Twenty years ago I went to addiction treatment and time stood still. That month remains one of the very few clearcut dividing lines of before and after in my life. Time split wide open and stepped outside itself and ceased to mean anything like it used to. But this is not an essay about my recovery, I just use it as an example of the variances and vagaries of time.

In a simpler sense, consider this: sixty minutes in the dentist’s chair subjected to whirling instruments of torture is just not the same as sixty minutes spent walking on the beach, or listening to really good music. Or think about what I call the “from warp,” where the time coming home from a place you never went to before feels shorter than when you were in a state of uncertainty going there. Time is such a strong social construct that we forget it can mean both nothing and everything: nothing when you are first wildly in love with your honey; everything when you and honey are late for a flight after your wedding.

Time seems eager to make itself important. To go back to addiction recovery for a moment, in some programs there is an emphasis on the amount of time you are sober or drug free and special ceremonies and tokens given out for specific numbers of days, months, or years. But ultimately,we only have this day (actually only this now) and calendars are just brackets around chunks of our experiences. The reliance on linear measurement tyrannizes, but that method is only one flavor in the smorgasbord of how we experience time.

The essayist Brian Doyle writes about a lot of things with grace and emotional wallop. Here he nails an aspect of how we pass through time:

Time stutters and reverses and it is always yesterday and today. Maybe the greatest miracle is memory. Think about that this morning, quietly as you watch the world flitter and tremble and beam.

This morning on my walk I saw a trio of Monarch butterflies flitting in formation next to a wooden fence. From there I was cast in my memory to the beach at Hunting Island where I was recently captivated by brown pelicans cruising splendidly over the trees. Then it was a random memory of my conclusion years ago that the swooshing sounds created by hiking through leaves, sand, snow, and grasslands all sound the same, if you listen just right. Returning to the moment I realized I was passing a patch of Zinnias and there were more than a dozen Monarchs fluttering in and out, up and around the flowers, a few seconds on one and then departing for another.

That is just one example of how time compresses, and it is yesterday, today and random days simultaneously, and suggests why memory is such a miracle: it transports without a ticket andprovides feelings for free. My recent birthday seems to spark such memory journeys, maybe it has to do with being able to look back decades of highs and lows. One manifestation of this kind of journey is looking at losses of loved ones.

This is not as morbid as it might sound. It is, for me, an element of getting older and passing time. There is immense gratitude added into the mix as I think about loved ones that added so much to life.  In a particular way, the loss of my parents fits a category of what I’ll call Instantly Eternal time. They both died in a flash, in foreign countries while in transit.

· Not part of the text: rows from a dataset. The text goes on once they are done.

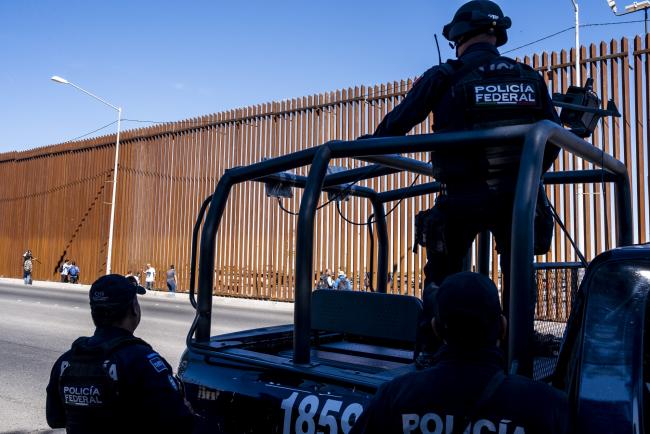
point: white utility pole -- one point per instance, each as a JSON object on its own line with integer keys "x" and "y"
{"x": 58, "y": 79}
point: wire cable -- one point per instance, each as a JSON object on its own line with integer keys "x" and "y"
{"x": 284, "y": 209}
{"x": 92, "y": 132}
{"x": 338, "y": 207}
{"x": 570, "y": 28}
{"x": 566, "y": 232}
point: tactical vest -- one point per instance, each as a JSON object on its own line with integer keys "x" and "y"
{"x": 498, "y": 93}
{"x": 89, "y": 386}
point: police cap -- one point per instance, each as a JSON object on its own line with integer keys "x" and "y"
{"x": 475, "y": 17}
{"x": 468, "y": 310}
{"x": 112, "y": 292}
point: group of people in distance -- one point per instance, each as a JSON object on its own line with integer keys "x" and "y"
{"x": 150, "y": 278}
{"x": 466, "y": 388}
{"x": 69, "y": 271}
{"x": 326, "y": 281}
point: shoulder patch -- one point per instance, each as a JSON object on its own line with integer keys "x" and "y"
{"x": 157, "y": 362}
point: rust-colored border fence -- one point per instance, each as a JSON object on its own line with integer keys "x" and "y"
{"x": 55, "y": 200}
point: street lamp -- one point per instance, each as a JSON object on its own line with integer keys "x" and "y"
{"x": 579, "y": 187}
{"x": 634, "y": 7}
{"x": 578, "y": 75}
{"x": 61, "y": 80}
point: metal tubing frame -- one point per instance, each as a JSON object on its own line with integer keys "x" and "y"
{"x": 520, "y": 359}
{"x": 534, "y": 136}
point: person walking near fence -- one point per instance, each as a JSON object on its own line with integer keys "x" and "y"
{"x": 64, "y": 270}
{"x": 28, "y": 266}
{"x": 150, "y": 277}
{"x": 342, "y": 282}
{"x": 73, "y": 273}
{"x": 325, "y": 280}
{"x": 171, "y": 279}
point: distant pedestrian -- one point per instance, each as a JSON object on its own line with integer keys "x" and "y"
{"x": 342, "y": 282}
{"x": 28, "y": 267}
{"x": 73, "y": 273}
{"x": 64, "y": 270}
{"x": 133, "y": 276}
{"x": 325, "y": 280}
{"x": 171, "y": 279}
{"x": 150, "y": 277}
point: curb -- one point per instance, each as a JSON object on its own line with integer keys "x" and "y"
{"x": 182, "y": 296}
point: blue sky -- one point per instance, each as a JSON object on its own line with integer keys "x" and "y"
{"x": 164, "y": 61}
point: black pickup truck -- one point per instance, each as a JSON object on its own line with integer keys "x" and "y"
{"x": 317, "y": 374}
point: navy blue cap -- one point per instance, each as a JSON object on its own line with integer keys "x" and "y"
{"x": 468, "y": 309}
{"x": 113, "y": 291}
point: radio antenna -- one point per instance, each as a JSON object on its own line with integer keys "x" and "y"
{"x": 438, "y": 47}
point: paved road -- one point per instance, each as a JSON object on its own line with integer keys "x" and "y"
{"x": 38, "y": 323}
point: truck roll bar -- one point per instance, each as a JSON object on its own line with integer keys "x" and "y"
{"x": 382, "y": 152}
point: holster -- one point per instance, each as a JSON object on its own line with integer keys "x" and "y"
{"x": 430, "y": 230}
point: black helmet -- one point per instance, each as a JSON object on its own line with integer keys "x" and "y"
{"x": 475, "y": 17}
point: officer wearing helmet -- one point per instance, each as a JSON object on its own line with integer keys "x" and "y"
{"x": 466, "y": 391}
{"x": 113, "y": 382}
{"x": 479, "y": 89}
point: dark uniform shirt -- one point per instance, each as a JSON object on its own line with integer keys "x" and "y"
{"x": 431, "y": 401}
{"x": 150, "y": 398}
{"x": 428, "y": 90}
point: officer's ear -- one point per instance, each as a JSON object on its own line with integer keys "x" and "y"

The first was my father, Bernie, in 1984. He died at 35,000 feet, sitting in an airplane seat flying somewhere over Africa, on his way home from a business trip. He slumped after a massive heart attack took him the rest of the way up to heaven. After an emergency landing it took some figuring out to get his body to the U.S. I delivered one of the eulogies at age 22, three weeks before my first wedding. I remember riffing on the phrase, “wishing will make it so,” which was the title of a song he used to play on the piano.

Then it was my mother, Rene, in 2001. She died in the lobby of a Holiday Inn Express in Brussels, Belgium. It was right after she had breakfast with two of my sisters and was headed back to her room to pack for the second leg of the trip home. A massive stroke struck her down and that was it. I also delivered a eulogy, this time at 39, three months before my son was born. I reflected on how she ended our phone calls by reminding me to “look both ways,a ritualized expression of love.  

My point is that these instants became eternities; loss of life is a one way trip. Of course you can look at these instants in all sorts of ways. It’s a blessing to have times of loving people, places, and things, but it’s also a curse. In the wrong state of mind memories can imprison us, keep us stuck.

Ultimately, we end up living in every instant, right up until we give way to eternity.  The quest is to enjoy the moments that form into patterns that rise into cycles and turn into periods that continue the journey of ashes to ashes; dust to dust: a lifetime.

In memory of Jeff Evans. I only wish I knew him longer.